NADAC: Not Perfect, but Definitely Better
As large PBMs continue to insist that AWP is the only way to do business with their employer clients, the industry has quietly been accommodating alternative pricing models within government programs for years. The vast majority of state Medicaid plans have already ditched AWP in favor of a more transparent “Medicaid Acquisition Cost” index called NADAC (National Average Drug Acquisition Cost). I’ll spare you all the geeky details about how NADAC is calculated (you can easily Google that). Instead, I’d like to highlight a few reasons that state programs have moved to this model, which are the same reasons that Capital Rx has adopted NADAC as our new standard for drug pricing.
Expanding upon What is NADAC & How Does It Differ From AWP?:
- NADAC is designed to measure the actual acquisition cost for each drug. It represents the retailer’s true cost of acquiring the drug into inventory, which means that NADAC reflects the actual economics in the supply chain. When the real cost of a drug goes down, NADAC follows suit and deflates. This eliminates the PBM’s ability to “mine the pricing gap” for profit, as they do with AWP.
- NADAC behaves consistently across brands and generics. From a contracting standpoint, this is a BIG DEAL. Under NADAC, there’s no need for brand/generic pricing guarantee “buckets” that can easily be manipulated with cat-and-mouse contractual games. The unnecessarily complex structure is replaced with a simple equation for every claim: NADAC + pharmacy dispensing fee.
- NADAC is crazy simple to audit. First, unlike AWP, NADAC data is free and accessible by anyone. Want to check whether the NADAC on a drug claim is correct? You can pull up the full price list with a few clicks on your smartphone. And since NADAC arrangements eliminate the need for “bucketed” performance metrics, your auditor won’t have to waste time arguing with the PBM over drug category definitions or exclusions. Last, you don’t need to wait until the end of a year to check the accuracy of your pricing – NADAC is auditable at the claim level, making annualized “rolling average” guarantees irrelevant.
NADAC is by no means perfect. It is self-reported by pharmacies via a survey, so it’s an estimated “blended average” of actual drug costs, not a precise measure at the chain level. Also, a handful of drugs will not have an assigned NADAC price (usually <1% of a typical client’s utilization). But there are relatively easy workarounds for these issues. And while we hope and strive for a perfect model, we’ll take “way better” over the status quo any day.

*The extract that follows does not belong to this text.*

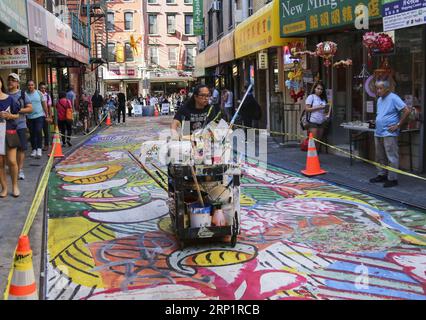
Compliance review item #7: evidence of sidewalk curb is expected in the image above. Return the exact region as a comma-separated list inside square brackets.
[270, 163, 426, 212]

I don’t blame you if your head is spinning a bit from all the acronyms and technical nuances. Drug pricing is complicated. But we have an opportunity to simplify it dramatically, and in doing so, we can eliminate the stealthy profiteering that occurs under AWP.
If you’re dealing with a PBM vendor opposed to changing the current flawed drug pricing system, it raises an obvious question: “Who stands to gain from keeping that system in place?”